Data documentation

Dataset construction

supernnova.data.make_dataset.build_traintestval_splits(settings)[source]

Build dataset split in the following way

  • Downsample each class so that it has the same cardinality as the lowest cardinality class

  • Randomly assign lightcurves to a 80/10/10 train test val split (except Out-of-distribution data 1/1/98)

OOD:

Will use the complete sample for testing, does not require settings.

Parameters:

settings (ExperimentSettings) – controls experiment hyperparameters

supernnova.data.make_dataset.process_single_FITS(file_path, settings)[source]

Carry out preprocessing on FITS file and save results to pickle. Pickle is preferred to csv as it is faster to read and write.

  • Join column from header files

  • Select columns that will be useful laer on

  • Compute SNID to tag each light curve

  • Compute delta times between measures

  • Filter preprocessing

  • Removal of delimiter rows

Parameters:
  • file_path (str) – path to .FITS file

  • settings (ExperimentSettings) – controls experiment hyperparameters

supernnova.data.make_dataset.process_single_csv(file_path, settings)[source]

Carry out preprocessing on csv file and save results to pickle. Pickle is preferred to csv as it is faster to read and write.

  • Compute delta times between measures

  • Filter preprocessing

Parameters:
  • file_path (str) – path to .csv file

  • settings (ExperimentSettings) – controls experiment hyperparameters

supernnova.data.make_dataset.preprocess_data(settings)[source]

Preprocess the FITS data

  • Use multiprocessing/threading to speed up data processing

  • Preprocess every FIT file in the raw data dir

  • Also save a DataFrame of Host Spe for publication plots

Parameters:

settings (ExperimentSettings) – controls experiment hyperparameters

supernnova.data.make_dataset.pivot_dataframe_single_from_df(df, settings)[source]

Carry out pivot: we will group time-wise close observations on the same row and each row in the dataframe will show a value for each of the flux and flux error column

  • All observations withing 8 hours of each other are assigned the same MJD

  • Results are cached with pickle

Parameters:
  • filename (str) – path to a .pickle file containing pre-processed data

  • settings (ExperimentSettings) – controls experiment hyperparameters

supernnova.data.make_dataset.pivot_dataframe_batch(list_files, settings)[source]
  • Use multiprocessing/threading to speed up data processing

  • Pivot every file in list_files and cache the result with pickle

Parameters:
  • list_files (list) – list of .pickle files containing pre-processed data

  • settings (ExperimentSettings) – controls experiment hyperparameters

supernnova.data.make_dataset.parse_sntypes_from_readme(raw_dir)[source]

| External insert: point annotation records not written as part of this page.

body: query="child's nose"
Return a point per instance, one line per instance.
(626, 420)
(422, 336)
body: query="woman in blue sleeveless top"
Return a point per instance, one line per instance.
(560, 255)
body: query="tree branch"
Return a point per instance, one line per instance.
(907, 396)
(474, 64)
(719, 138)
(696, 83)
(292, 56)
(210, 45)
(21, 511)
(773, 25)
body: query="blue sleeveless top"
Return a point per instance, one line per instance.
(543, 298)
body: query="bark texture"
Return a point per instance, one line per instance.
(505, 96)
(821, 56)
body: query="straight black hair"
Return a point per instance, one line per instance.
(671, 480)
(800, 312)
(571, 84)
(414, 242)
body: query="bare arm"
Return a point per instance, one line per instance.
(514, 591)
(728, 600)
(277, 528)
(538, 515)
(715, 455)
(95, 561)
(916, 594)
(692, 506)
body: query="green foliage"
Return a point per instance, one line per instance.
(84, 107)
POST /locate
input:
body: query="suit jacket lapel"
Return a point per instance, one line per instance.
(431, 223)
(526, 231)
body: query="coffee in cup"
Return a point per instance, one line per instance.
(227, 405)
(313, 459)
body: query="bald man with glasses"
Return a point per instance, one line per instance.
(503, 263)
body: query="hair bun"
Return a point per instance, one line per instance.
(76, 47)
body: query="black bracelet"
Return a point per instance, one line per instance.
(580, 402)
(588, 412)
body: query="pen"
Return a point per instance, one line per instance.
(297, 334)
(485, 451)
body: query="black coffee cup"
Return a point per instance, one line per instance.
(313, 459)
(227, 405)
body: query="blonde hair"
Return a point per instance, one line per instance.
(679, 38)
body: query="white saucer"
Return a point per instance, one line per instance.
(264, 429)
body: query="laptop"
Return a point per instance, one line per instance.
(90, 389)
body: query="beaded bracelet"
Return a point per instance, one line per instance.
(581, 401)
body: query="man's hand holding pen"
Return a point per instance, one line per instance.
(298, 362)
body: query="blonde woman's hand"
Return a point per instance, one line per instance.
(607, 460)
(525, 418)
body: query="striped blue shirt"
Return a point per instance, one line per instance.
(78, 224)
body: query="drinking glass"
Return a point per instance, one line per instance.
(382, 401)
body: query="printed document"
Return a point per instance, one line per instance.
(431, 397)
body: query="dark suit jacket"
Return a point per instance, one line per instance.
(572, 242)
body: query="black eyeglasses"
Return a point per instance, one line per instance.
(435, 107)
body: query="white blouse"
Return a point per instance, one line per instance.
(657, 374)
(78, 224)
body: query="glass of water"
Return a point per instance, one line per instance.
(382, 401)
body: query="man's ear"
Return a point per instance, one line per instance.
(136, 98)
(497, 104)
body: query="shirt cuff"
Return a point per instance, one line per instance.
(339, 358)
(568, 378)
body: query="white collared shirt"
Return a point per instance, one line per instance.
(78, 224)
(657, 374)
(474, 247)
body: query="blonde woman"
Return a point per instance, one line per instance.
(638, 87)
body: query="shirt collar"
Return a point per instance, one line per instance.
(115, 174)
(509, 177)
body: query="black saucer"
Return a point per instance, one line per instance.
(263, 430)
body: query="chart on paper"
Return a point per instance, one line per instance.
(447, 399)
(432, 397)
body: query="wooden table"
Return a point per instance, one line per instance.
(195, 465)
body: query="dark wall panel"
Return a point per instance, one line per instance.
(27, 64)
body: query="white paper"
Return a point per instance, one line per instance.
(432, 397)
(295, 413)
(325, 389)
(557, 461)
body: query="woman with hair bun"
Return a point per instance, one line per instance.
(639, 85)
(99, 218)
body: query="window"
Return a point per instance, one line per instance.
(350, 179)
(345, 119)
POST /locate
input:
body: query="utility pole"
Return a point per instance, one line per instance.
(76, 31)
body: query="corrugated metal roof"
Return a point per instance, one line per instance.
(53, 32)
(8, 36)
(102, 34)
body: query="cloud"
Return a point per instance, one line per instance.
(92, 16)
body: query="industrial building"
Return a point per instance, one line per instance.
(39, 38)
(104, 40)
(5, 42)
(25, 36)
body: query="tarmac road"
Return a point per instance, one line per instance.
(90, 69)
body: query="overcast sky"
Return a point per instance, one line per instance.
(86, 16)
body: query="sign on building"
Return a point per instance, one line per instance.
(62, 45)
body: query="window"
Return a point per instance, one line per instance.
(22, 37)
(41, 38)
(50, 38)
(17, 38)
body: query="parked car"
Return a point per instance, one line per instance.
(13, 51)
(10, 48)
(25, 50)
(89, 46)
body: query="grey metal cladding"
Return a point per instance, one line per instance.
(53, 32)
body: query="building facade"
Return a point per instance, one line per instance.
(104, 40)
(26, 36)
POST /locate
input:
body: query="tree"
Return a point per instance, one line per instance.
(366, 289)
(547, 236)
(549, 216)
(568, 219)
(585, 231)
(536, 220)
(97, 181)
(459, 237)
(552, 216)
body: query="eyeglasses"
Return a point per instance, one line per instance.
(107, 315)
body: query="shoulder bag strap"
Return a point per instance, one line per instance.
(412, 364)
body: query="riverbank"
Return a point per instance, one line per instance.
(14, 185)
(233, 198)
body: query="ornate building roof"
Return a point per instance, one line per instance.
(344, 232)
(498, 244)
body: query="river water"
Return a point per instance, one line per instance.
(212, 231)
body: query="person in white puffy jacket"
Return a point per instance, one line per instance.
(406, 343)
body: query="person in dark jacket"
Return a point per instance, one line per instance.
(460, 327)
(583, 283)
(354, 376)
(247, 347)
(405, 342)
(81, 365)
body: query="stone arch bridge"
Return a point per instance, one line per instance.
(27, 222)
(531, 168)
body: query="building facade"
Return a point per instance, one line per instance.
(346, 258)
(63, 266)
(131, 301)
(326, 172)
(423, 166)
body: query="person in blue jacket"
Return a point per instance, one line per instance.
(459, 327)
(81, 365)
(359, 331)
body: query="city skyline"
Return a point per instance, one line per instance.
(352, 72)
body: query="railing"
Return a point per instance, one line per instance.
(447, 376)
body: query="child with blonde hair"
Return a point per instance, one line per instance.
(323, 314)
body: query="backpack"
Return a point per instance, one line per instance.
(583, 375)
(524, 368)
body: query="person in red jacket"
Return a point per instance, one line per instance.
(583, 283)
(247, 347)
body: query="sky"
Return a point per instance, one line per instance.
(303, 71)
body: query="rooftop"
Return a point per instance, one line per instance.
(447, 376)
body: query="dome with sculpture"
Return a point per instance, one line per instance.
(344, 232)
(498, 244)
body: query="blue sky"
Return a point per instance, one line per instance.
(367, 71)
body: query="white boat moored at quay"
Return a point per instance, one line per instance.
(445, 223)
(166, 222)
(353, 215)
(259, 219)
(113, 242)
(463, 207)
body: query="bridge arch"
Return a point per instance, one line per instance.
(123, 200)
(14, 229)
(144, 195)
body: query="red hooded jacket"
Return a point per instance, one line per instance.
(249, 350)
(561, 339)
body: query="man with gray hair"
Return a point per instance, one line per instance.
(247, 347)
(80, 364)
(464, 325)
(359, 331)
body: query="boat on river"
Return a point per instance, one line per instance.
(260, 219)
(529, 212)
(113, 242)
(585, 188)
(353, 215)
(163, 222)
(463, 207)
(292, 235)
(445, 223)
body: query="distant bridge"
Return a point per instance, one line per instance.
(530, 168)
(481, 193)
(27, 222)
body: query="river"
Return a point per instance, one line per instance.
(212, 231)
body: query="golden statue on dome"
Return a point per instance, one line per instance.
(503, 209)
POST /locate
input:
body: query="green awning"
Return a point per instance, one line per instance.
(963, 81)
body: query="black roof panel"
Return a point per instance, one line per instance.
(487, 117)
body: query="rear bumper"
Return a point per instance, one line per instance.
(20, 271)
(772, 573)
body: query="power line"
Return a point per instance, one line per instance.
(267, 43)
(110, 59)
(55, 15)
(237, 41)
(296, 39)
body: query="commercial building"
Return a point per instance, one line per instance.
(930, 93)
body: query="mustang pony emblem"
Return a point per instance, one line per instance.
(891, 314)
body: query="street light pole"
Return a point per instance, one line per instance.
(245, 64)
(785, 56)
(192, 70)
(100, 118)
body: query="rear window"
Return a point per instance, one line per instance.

Parse GENTYPE_TO_NAME block from .README files in raw_dir.

Looks for files matching *.README in raw_dir and extracts supernova type mappings from the GENTYPE_TO_NAME block. For each GENTYPE number N found, two entries are created: N and N+100 (the photo-ID convention used by SNANA simulations).

The expected block format is:

GENTYPE_TO_NAME:  # GENTYPE-integer (non)Ia transient-Name FITS-prefix
  1:   Ia       SALT3              SNIaMODEL00
  20:  nonIa    SNIIP              NONIaMODEL03

Column mapping (after splitting each data line on whitespace):

  • Column 1 – GENTYPE number (the key, e.g. 1:)

  • Column 2 – Ia / nonIa category

  • Column 3 – transient-Name (e.g. SNIIP)

For Ia types (column 2 == “Ia”) the type name is taken from column 2 directly (“Ia”). For non-Ia types the type name is taken from column 3 (the transient-Name, e.g. “SNIIP”).

Parameters:

raw_dir (str) – Path to the raw data directory.

Returns:

Parsed {sntype_number: type_name} mapping, or None when no README is found or the block is absent / empty.

Return type:

OrderedDict or None

supernnova.data.make_dataset.resolve_sntypes(settings)[source]

Resolve settings.sntypes when not explicitly provided by the user.

Priority order:

  1. Explicit --sntypes on CLI / config → already set, nothing to do.

  2. .README file in raw_dir → parse GENTYPE_TO_NAME block.

  3. Built-in DEFAULT_SNTYPES fallback.

Parameters:

settings (ExperimentSettings) – controls experiment hyperparameters

supernnova.data.make_dataset.detect_contaminant_types(settings)[source]

Pre-scan raw data files to detect types not in settings.sntypes.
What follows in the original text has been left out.